If the prophet cannot come to the mountain, take the mountain to the prophet.
That’s the thinking behind VideoCare, a London, Ont.-based telehealth network that provides video-conferencing services to hospitals and healthcare professionals across southwestern Ontario.
It enables these professionals to remotely view, in real time, presentations – such as brain anatomy – that may be taking place hundreds of kilometers away.
And that’s a big deal for busy practitioners for whom ongoing education is a must.
Normally the only “audience” during a brain dissection would be the small group of on-site participants standing around a table.
By contrast, video-conferencing enabled the London Health Sciences Centre’s University Hospital to broadcast a brain dissection to hundreds of healthcare professionals across southwestern Ontario.
“Brain dissection [helps] healthcare professionals learn about neuro- anatomy. [But] you can only have so many people around a table to see the brain. Video conferencing is better [because] you can sit comfortably [wherever you are] and see it on the screen,” said Gina Tomaszewski, southwestern Ontario’s regional stroke education coordinator.
Using an IP-based network, VideoCare also facilitates the London Health Sciences Centre’s once-a-month ‘Stroke Rounds’ – a continuing education program for healthcare professionals on stroke-related topics.
According to Tomaszewski, the hospital limited involvement in Stroke Rounds to in-house participants.
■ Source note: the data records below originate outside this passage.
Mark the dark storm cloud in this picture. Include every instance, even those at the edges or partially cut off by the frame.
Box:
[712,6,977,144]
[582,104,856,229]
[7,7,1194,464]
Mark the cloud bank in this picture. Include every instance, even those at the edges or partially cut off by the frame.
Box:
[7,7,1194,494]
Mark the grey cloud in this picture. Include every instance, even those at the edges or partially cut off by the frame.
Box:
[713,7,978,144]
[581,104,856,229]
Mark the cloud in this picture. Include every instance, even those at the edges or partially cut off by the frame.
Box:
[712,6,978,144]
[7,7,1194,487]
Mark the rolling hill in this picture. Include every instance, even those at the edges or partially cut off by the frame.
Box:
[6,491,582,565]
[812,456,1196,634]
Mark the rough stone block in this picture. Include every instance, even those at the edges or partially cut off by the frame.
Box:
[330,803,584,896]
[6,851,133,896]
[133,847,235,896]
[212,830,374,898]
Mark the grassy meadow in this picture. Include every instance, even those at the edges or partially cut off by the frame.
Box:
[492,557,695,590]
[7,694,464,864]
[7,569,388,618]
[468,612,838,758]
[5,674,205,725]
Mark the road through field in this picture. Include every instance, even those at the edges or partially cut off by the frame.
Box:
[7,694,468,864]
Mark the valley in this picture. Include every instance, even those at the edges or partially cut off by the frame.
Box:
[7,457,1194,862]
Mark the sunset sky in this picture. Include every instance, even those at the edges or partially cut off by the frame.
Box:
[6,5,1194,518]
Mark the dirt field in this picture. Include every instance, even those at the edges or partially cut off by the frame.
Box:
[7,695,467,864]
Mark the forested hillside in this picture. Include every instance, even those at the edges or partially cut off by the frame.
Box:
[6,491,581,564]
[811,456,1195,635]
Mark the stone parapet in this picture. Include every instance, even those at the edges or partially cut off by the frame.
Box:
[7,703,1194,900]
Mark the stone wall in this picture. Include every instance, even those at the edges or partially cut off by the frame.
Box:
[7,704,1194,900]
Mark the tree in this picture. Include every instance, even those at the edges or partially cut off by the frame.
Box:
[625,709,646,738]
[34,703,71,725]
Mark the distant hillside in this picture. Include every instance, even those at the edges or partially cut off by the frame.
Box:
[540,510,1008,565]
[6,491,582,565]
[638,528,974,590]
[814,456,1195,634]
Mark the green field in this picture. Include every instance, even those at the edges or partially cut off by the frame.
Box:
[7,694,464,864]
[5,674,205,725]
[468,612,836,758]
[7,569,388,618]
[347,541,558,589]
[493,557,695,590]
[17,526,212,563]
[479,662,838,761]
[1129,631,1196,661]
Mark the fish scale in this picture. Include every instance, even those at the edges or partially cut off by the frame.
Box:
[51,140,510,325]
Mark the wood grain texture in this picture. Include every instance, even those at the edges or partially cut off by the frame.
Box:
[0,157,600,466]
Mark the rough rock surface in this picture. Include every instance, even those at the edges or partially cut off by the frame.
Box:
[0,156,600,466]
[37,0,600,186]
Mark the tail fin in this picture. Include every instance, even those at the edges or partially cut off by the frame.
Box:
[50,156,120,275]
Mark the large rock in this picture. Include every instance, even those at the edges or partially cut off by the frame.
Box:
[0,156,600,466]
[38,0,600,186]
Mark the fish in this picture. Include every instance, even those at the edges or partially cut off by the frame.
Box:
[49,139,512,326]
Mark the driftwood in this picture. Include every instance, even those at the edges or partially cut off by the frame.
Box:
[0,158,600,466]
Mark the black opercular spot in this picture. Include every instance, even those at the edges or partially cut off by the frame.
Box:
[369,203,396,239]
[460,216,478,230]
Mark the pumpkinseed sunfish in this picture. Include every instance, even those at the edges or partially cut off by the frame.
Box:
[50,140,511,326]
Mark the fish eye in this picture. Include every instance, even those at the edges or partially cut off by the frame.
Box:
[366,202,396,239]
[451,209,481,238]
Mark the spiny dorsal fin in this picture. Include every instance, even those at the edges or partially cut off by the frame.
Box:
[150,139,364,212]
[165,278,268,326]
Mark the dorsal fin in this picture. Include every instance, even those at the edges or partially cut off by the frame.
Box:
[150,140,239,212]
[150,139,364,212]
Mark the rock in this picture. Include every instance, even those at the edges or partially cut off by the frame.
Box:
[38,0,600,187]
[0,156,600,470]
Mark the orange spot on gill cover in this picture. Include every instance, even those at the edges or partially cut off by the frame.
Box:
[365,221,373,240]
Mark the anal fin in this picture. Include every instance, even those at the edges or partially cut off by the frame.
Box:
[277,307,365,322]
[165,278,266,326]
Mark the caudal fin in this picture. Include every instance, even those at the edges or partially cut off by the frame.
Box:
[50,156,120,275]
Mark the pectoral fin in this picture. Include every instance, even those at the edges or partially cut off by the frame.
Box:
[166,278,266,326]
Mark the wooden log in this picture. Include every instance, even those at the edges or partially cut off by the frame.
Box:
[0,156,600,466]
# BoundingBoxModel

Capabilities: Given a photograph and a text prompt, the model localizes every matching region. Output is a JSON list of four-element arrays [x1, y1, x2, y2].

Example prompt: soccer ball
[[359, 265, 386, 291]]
Though health practitioners in many regions wanted to participate, such sessions would have required them to travel to London – and that was impractical, given their busy schedule and the distance they would have to travel.
Video conferencing provided a convenient and accessible alternative.
So Stroke Rounds, which started out as a conventional session, turned into big affair with hundreds of virtual participants – interconnected regional healthcare professionals.
The Stroke Rounds video-conferencing initiative began in the fall of 2003 with only two VideoCare sites participating. Today, 36 VideoCare sites within the region participate. The number of participants in each site range from three to 40 people, said Tomaszewski.
VideoCare was made possible by a Health Canada grant in the year 2000, according to its manager Neil MacLean. Becoming fully operational in 2002, the initiative now receives annual funding from the Ministry of Health, as one of its priority programs.
Connected to the VideoCare network are 27 hospitals across southwestern Ontario, with 67 VideoCare sites maintaining 118 video conferencing units.
And VideoCare’s benefits extend beyond its use as an educational tool.
It has also become an important component of the region’s patient care system, MacLean said.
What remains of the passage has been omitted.